ГЛАВА ПЯТЬДЕСЯТ ПЯТАЯ

   Пал свежий снег. Айдамбо отложил евангелие, которое поп заставлял его учить, и стал собираться на охоту. Лыжи, теплые рукавицы, охотничья одежда – все готово к промыслу. Обо всем позаботилась Дельдика. В доме Бердышовых она, как в родном гнезде, здесь она провела несколько лет, тут каждый предмет знаком ей.
   Савоська поехал скупать меха по деревням, и молодые супруги живут одни. Дельдика нянчится с сыном. Он спит в берестяной люльке, завернутый в чистые пеленки, здоровый и румяный. Все хорошо, только муж сидит в глубоком раздумье, склонив голову.
   – Как ты думаешь, что делать? – спрашивает он Дельдику.
   – Уж я не знаю, Алеша. Сделай, как тебе хочется.
   Но вся беда в том, что Айдамбо сам не знает, что ему хочется.
   – Вот ты всегда так мне отвечаешь, – злится он и добавляет примирительно: – Ну, я еще день подумаю…
   У них в доме хорошо, тепло, чисто. А на промысле стужа, дым, спать придется с собаками, вши опять заведутся. Но главное не в этом. Айдамбо никак не может решить, стоит ли ему на этот раз шаманить перед промыслом. Вопрос этот тревожил его все лето, но он надеялся, что еще время есть и к осени можно будет все решить. Но вот уж и осень минула, зима наступила, уж лед встал. Охотники в тайгу уходят и обратно возвращаются, приносят добычу купцам, а он, Айдамбо, самый лучший охотник на Амуре, до сих пор не идет в тайгу и все не может решить, шаманить ему или нет.

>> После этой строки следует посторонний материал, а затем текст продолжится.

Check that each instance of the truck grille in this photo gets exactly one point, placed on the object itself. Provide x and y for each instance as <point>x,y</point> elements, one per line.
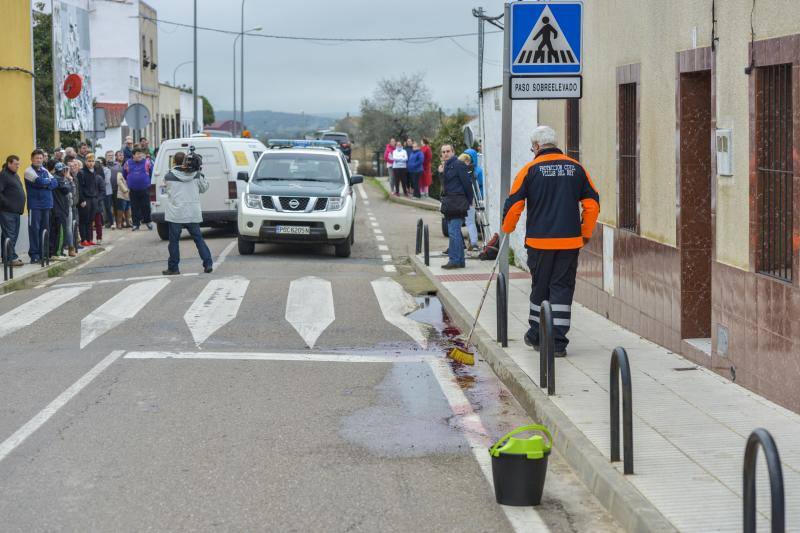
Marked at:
<point>293,203</point>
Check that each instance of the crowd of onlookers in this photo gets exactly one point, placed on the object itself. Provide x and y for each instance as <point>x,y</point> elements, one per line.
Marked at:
<point>74,185</point>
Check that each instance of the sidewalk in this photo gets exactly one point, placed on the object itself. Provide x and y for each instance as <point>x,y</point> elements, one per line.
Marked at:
<point>690,425</point>
<point>430,204</point>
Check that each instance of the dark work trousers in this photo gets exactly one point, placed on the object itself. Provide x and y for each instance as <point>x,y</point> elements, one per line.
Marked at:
<point>553,273</point>
<point>140,205</point>
<point>86,218</point>
<point>415,177</point>
<point>58,225</point>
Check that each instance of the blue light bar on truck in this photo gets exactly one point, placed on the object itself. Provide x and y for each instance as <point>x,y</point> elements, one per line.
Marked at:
<point>301,143</point>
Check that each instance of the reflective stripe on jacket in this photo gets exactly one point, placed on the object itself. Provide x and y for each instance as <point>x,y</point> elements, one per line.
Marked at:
<point>552,186</point>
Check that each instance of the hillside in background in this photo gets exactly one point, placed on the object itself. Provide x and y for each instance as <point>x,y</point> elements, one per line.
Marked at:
<point>277,124</point>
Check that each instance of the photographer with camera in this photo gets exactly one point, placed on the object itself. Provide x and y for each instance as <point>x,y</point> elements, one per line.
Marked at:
<point>184,184</point>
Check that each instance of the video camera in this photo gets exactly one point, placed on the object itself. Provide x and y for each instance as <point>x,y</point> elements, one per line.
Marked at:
<point>193,161</point>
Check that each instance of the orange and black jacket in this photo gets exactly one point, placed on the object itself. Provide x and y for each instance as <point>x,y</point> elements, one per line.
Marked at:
<point>552,185</point>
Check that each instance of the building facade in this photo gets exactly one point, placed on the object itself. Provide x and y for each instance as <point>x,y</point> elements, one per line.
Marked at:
<point>17,136</point>
<point>690,127</point>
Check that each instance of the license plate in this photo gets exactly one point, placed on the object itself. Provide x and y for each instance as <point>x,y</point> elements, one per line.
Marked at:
<point>293,230</point>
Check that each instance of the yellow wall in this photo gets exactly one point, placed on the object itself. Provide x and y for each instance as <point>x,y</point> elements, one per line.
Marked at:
<point>651,32</point>
<point>16,88</point>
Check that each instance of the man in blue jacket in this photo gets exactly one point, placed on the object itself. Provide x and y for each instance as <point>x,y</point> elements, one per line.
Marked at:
<point>39,185</point>
<point>456,198</point>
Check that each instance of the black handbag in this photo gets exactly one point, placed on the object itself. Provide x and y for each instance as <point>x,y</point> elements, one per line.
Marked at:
<point>454,205</point>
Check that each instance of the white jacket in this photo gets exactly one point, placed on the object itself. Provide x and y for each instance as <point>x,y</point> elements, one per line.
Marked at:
<point>183,196</point>
<point>399,158</point>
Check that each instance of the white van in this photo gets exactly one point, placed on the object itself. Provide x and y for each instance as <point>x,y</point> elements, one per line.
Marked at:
<point>223,159</point>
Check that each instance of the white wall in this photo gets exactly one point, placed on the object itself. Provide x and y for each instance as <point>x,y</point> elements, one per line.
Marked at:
<point>114,49</point>
<point>525,119</point>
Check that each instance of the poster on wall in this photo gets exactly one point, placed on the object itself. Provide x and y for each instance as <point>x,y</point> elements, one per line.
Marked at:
<point>71,58</point>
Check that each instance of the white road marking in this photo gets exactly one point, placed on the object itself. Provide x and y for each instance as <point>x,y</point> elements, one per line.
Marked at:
<point>31,311</point>
<point>521,518</point>
<point>256,356</point>
<point>123,306</point>
<point>395,304</point>
<point>8,445</point>
<point>224,255</point>
<point>120,280</point>
<point>216,305</point>
<point>309,307</point>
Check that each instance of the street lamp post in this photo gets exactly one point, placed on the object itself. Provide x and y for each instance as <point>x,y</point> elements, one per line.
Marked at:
<point>233,128</point>
<point>174,72</point>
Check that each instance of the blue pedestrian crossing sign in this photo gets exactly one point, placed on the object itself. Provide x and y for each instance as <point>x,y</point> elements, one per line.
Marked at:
<point>546,38</point>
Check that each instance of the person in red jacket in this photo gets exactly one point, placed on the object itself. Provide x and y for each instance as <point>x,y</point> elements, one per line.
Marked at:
<point>554,187</point>
<point>427,176</point>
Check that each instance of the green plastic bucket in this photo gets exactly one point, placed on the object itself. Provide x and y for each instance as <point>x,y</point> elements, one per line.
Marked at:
<point>519,466</point>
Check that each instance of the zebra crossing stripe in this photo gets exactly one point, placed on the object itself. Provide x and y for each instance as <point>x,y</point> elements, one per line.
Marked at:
<point>123,306</point>
<point>395,304</point>
<point>309,307</point>
<point>216,305</point>
<point>29,312</point>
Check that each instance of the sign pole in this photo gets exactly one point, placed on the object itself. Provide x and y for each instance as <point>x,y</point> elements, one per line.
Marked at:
<point>505,139</point>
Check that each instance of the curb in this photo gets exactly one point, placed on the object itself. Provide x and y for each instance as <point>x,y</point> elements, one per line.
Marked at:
<point>56,269</point>
<point>622,500</point>
<point>407,201</point>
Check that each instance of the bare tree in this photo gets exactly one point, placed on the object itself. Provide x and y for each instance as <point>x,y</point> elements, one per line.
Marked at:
<point>399,107</point>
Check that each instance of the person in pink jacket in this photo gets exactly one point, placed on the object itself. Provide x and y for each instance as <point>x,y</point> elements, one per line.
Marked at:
<point>387,157</point>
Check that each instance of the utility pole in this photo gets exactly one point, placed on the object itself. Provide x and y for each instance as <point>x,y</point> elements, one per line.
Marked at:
<point>194,87</point>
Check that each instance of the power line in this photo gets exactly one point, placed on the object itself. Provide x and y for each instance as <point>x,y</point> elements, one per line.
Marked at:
<point>410,40</point>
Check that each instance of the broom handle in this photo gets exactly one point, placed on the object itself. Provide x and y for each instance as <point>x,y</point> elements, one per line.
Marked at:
<point>486,291</point>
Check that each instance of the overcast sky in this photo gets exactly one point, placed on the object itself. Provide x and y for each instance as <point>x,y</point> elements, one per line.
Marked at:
<point>327,78</point>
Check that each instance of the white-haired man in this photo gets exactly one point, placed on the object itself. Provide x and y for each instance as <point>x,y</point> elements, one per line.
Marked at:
<point>553,186</point>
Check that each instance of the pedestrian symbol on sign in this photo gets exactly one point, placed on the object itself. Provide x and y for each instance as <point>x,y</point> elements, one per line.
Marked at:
<point>546,44</point>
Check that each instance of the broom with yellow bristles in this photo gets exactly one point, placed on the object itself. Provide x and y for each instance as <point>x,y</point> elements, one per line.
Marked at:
<point>462,355</point>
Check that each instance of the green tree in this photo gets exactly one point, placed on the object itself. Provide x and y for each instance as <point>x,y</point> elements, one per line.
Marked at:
<point>208,112</point>
<point>43,81</point>
<point>400,107</point>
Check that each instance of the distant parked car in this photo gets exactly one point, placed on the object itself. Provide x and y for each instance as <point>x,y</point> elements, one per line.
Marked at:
<point>342,138</point>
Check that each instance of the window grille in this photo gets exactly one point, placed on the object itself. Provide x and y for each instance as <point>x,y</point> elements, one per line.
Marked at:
<point>775,170</point>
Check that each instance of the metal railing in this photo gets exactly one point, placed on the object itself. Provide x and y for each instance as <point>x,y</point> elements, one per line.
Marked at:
<point>761,437</point>
<point>418,249</point>
<point>547,349</point>
<point>426,245</point>
<point>44,248</point>
<point>8,262</point>
<point>502,310</point>
<point>620,367</point>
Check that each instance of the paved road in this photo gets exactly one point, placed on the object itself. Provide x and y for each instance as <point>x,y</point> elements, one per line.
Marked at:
<point>287,391</point>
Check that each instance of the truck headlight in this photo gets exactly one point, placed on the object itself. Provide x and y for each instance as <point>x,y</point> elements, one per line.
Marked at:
<point>335,204</point>
<point>253,201</point>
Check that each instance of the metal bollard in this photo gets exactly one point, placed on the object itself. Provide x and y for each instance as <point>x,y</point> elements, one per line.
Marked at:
<point>620,366</point>
<point>44,247</point>
<point>762,437</point>
<point>426,244</point>
<point>502,310</point>
<point>547,349</point>
<point>418,249</point>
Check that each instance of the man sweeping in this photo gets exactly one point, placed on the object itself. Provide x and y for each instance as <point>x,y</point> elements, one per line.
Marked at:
<point>554,187</point>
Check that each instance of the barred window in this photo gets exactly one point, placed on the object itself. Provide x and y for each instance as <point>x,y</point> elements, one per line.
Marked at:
<point>628,156</point>
<point>573,129</point>
<point>775,170</point>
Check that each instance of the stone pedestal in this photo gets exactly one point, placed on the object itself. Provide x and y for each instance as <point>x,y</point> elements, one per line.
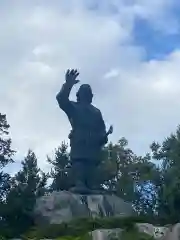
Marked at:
<point>58,207</point>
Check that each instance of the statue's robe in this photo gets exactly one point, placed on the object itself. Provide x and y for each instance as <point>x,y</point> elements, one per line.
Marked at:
<point>88,133</point>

   С тех пор как Айдамбо крестился, он знает, что шаманство и поклонение идолам – грех. Он твердо верит в учение церкви, никогда не врет попу и хочет делать все так, как тот велит.

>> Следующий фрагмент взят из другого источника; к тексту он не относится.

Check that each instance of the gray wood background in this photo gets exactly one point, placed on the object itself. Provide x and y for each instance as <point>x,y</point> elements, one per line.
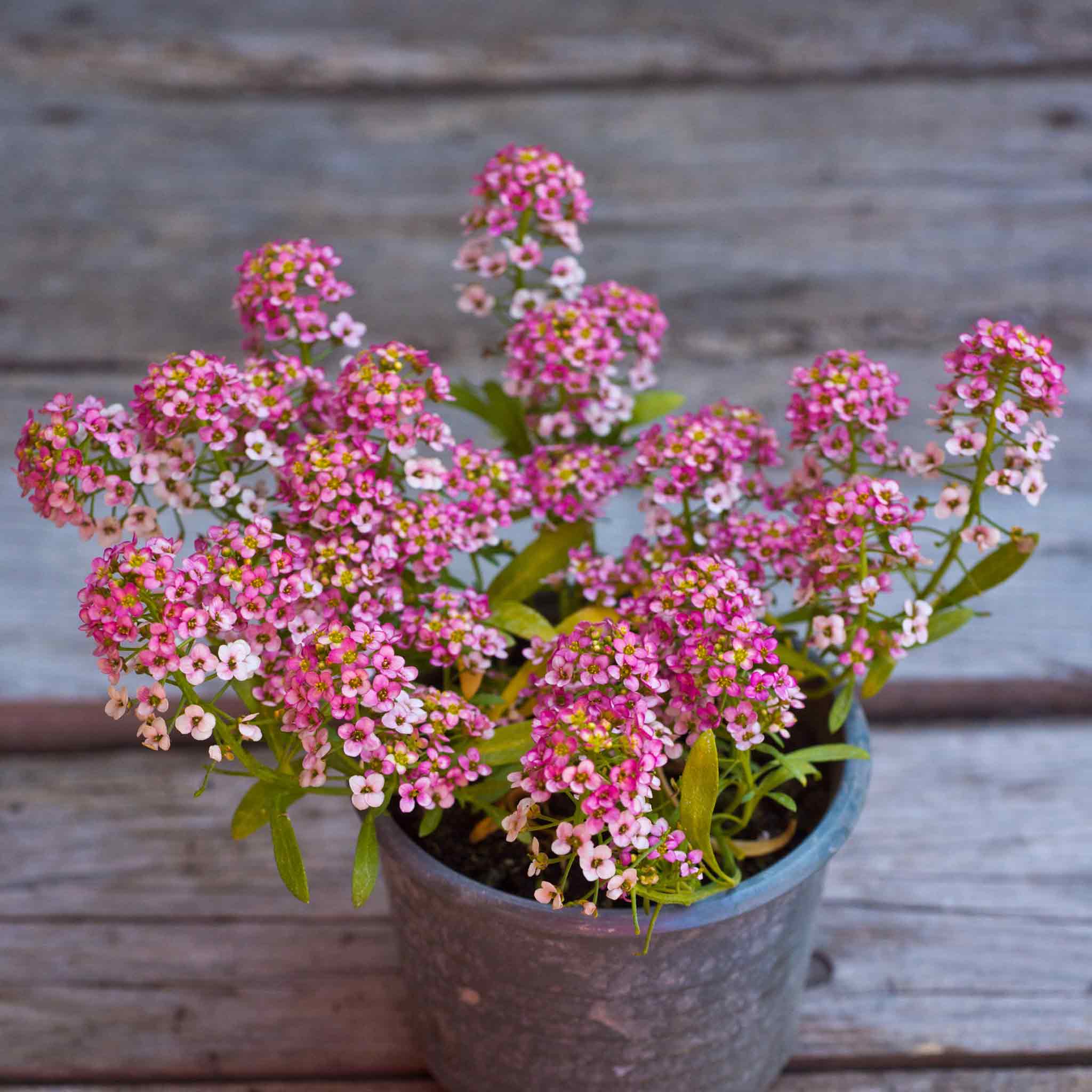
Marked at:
<point>789,178</point>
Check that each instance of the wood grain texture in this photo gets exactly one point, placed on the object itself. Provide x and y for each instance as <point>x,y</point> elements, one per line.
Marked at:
<point>775,222</point>
<point>1053,1079</point>
<point>278,47</point>
<point>139,941</point>
<point>772,223</point>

   Но в православной церкви нет особых святых, которые помогали бы в охоте на соболей, гнали бы их души в ловушку. Да еще поп говорит, что у соболей душ нету, что вообще все животные будто бы бездушные твари и будто бы даже думать не могут. При всем уважении к попу Айдамбо полагает, что уж тут поп неверно говорит. Нарочно врет или ошибается, трудно сказать. Но кто сам на зверей не охотится, откуда он может знать, думает зверь или нет?

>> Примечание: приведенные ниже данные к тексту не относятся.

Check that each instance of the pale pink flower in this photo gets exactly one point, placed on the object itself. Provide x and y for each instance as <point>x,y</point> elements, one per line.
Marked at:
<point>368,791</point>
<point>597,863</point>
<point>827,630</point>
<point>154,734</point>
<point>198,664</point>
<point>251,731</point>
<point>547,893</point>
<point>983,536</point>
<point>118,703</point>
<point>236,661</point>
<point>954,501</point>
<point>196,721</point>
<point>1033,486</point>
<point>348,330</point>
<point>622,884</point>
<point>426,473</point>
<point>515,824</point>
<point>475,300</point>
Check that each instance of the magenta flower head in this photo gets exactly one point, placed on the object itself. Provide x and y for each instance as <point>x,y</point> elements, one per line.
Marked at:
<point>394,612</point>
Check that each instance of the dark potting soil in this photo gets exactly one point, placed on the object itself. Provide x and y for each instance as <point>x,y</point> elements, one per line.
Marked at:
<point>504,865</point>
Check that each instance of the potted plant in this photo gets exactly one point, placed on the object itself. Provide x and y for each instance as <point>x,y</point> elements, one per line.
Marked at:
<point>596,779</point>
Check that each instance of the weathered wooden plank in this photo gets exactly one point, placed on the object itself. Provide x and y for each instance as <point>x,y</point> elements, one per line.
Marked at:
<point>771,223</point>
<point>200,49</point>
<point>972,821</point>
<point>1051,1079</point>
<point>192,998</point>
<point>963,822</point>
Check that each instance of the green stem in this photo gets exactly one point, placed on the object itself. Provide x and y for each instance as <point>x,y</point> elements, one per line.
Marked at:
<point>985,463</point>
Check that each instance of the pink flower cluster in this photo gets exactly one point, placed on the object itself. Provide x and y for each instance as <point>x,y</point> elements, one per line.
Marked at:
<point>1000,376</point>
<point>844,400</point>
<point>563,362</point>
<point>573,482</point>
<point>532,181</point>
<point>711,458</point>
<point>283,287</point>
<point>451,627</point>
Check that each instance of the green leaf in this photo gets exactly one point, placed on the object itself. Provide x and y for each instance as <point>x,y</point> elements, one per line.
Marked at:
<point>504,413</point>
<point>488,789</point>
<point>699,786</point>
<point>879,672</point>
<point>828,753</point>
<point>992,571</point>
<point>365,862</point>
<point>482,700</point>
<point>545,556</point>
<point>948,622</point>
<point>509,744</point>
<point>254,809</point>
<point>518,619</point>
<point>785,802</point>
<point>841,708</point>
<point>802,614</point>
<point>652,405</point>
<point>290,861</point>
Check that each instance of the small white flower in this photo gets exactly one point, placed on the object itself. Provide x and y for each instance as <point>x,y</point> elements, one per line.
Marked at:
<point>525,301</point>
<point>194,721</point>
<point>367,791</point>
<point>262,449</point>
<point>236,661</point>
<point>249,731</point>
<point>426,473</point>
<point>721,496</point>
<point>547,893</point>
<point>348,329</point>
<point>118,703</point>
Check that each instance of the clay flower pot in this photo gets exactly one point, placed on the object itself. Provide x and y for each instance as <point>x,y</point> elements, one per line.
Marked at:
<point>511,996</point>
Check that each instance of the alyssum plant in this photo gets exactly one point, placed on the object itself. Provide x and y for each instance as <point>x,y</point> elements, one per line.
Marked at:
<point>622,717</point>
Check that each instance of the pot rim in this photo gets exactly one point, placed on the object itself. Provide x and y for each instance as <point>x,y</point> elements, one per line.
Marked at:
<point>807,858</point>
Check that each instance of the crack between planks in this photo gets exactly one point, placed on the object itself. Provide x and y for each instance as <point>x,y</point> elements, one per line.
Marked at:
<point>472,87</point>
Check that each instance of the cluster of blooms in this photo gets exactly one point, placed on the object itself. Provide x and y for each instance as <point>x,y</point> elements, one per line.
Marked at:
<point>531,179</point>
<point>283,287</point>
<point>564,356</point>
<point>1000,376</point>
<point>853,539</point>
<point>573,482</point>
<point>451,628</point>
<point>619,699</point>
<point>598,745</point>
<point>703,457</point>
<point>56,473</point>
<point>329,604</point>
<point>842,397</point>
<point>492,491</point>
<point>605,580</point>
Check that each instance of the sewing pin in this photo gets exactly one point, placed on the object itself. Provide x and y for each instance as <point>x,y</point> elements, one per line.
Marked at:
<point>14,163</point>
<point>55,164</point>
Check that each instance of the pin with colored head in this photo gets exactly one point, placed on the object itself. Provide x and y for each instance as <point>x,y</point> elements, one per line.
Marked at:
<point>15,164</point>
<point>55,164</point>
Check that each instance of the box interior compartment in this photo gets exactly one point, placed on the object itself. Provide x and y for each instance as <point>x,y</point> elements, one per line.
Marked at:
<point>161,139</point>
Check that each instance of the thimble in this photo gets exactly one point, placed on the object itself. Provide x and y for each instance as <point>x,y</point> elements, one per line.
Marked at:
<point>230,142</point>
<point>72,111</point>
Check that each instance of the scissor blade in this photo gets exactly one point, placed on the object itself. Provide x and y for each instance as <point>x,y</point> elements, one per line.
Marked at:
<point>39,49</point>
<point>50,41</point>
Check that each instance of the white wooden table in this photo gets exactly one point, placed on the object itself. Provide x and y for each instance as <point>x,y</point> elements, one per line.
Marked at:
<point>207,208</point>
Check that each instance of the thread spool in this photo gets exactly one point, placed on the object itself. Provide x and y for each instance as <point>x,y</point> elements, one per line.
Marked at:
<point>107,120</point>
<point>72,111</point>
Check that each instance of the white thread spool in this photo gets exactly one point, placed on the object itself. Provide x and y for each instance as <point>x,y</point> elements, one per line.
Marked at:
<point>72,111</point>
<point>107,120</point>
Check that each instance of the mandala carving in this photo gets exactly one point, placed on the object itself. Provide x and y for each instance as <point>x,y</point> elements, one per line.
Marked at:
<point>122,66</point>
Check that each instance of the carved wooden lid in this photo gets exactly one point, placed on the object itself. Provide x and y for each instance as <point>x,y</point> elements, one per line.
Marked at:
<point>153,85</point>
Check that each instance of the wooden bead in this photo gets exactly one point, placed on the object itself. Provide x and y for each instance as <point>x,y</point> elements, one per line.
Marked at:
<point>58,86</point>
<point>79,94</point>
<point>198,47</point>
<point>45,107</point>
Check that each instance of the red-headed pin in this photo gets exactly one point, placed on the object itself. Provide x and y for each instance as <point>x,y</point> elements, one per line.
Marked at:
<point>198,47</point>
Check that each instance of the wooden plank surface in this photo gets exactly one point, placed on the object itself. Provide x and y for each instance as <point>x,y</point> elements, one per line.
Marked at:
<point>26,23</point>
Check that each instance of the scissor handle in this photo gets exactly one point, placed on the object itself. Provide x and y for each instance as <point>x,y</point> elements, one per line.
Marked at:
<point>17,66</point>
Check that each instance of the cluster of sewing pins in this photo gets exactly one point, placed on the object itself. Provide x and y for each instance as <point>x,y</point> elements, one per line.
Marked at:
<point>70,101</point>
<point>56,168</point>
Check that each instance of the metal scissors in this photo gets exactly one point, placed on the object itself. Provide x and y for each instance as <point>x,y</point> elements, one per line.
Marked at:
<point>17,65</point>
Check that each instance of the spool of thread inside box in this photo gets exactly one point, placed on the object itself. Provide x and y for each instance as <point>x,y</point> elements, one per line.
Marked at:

   Айдамбо твердо знает, что если идти на промысел, не пошаманив, то на удачу трудно рассчитывать. Был случай, Айдамбо один раз не шаманил перед охотой. Сколько страхов потом натерпелся в тайге, какая только чушь не лезла в голову! И соболей не поймал. Он, конечно, знает, что шаманство – вранье. Особенно когда в церкви находишься или среди русских, твердо веришь в это. Но вообще-то говоря, лучше пошаманить.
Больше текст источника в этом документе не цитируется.